In responding to the statement from Oceana, the Ministry of Energy, Science and Technology and Public Utilities said that it “notes with regret a recent press release by Oceana in which it persists in putting its spin on the judgment…”
The Ministry contends that it had only acted based on the legal advice that it had received, saying that they are obliged to treat the contracts as binding and enforceable by the oil companies, against the country of Belize.
“It would take the legal authority of a judgment of the Court, clearly expressed to be binding and enforceable against the oil companies, to quash or cancel the contracts. Only such a judgment can take away the contractual rights awarded to the oil companies. The Ministry repeats: there is no such judgment,” the statement from the ministry said.
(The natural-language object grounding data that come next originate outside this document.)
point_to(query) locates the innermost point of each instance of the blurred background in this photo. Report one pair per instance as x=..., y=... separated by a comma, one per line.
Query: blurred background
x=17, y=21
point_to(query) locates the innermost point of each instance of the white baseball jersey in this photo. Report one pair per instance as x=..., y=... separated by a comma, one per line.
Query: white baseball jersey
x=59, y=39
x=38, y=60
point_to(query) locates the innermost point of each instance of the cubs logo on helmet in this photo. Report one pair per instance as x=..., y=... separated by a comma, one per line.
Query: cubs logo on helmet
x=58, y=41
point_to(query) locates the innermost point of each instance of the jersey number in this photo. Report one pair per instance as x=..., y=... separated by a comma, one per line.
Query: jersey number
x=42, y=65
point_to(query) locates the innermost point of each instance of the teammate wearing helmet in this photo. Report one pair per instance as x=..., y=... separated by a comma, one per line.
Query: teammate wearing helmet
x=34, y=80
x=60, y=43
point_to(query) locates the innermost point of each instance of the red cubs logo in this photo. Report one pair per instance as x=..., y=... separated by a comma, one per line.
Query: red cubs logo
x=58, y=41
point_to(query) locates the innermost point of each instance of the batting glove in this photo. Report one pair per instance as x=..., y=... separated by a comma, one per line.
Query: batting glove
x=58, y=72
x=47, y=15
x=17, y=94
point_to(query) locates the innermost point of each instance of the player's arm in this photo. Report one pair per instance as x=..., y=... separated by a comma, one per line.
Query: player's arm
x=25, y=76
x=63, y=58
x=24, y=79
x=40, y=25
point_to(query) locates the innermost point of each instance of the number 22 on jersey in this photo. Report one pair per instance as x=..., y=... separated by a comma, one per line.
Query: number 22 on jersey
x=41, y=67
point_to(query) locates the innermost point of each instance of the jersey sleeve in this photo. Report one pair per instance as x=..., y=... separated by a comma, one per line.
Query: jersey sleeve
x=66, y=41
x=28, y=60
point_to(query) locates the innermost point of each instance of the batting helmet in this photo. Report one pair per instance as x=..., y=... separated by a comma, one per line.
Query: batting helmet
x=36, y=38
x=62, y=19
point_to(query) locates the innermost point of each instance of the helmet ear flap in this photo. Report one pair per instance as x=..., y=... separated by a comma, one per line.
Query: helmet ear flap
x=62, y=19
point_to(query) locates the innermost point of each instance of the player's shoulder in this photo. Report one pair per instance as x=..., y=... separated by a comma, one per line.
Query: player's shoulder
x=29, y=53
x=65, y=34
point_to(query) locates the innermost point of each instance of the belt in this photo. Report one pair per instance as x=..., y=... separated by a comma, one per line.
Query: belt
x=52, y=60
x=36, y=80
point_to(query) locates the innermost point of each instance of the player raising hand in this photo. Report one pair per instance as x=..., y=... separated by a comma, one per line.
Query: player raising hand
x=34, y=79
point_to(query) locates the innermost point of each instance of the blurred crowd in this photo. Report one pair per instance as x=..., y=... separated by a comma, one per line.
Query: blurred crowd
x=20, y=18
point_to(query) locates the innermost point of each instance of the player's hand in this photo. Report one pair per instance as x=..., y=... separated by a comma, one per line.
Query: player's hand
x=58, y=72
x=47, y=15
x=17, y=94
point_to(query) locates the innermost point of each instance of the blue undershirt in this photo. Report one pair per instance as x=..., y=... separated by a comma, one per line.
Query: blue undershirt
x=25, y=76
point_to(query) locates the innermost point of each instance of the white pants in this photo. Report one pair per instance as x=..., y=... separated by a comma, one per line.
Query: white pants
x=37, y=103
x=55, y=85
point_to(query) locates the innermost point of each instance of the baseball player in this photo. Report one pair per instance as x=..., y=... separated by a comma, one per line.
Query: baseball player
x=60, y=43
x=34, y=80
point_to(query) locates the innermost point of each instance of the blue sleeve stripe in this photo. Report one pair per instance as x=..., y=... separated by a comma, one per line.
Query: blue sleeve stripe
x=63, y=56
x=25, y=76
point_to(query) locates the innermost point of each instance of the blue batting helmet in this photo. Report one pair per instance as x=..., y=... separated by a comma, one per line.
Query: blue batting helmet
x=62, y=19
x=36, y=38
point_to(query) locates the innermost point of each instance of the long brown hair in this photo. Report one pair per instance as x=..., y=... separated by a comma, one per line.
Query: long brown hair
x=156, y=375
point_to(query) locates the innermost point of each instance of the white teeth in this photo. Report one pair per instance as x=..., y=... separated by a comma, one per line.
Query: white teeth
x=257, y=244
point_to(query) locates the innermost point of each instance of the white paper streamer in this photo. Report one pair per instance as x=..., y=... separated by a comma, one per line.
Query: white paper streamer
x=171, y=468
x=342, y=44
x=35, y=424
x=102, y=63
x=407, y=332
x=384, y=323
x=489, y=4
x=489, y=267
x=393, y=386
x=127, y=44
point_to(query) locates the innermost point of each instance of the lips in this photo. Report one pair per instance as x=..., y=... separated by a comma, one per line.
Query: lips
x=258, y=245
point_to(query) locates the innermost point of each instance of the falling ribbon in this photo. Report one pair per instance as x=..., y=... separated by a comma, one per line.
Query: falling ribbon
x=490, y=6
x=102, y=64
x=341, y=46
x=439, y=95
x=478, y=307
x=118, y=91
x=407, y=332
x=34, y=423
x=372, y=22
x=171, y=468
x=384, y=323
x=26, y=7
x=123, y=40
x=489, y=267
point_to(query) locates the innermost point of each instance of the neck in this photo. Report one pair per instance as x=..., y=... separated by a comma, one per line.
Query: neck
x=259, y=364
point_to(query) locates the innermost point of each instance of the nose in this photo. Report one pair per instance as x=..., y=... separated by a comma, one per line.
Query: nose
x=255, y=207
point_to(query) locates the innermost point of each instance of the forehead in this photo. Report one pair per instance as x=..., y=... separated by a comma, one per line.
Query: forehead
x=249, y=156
It added that it is for this reason that it has continued to issue maps showing oil exploration areas held by the various oil companies.
“The Ministry ends by pointing out that if Oceana honestly believed the spin it is putting on Justice Legall’s judgment, that it cancelled the rights of the oil companies under the contracts, Oceana would long ago have applied to the courts to stop the continuing exploration activities of the oil companies, or to compel the Ministry to stop them, or to find the Government to be in contempt of court,” it added.
Oceana says, for its part, that, it “…calls on the Government, and especially the Prime Minister of this country, who is an attorney and officer of the court, not to destroy our constitutionally accepted principle of Rule of Law, and to reconsider the message it is sending to the nation when it elects to become the violator of our court judgments. Belizeans are, likewise, called upon to denounce this act by the Government and demand good governance from their duly elected members of Parliament.”
Justice Legall has set Thursday, June 20, 2013, to announce whether he will grant Government’s request to put a stay on the injunction against the Government, barring it from acting under the petroleum contracts which Legall had declared to be illegal, null and void due to violations of Belize’s environmental and petroleum laws.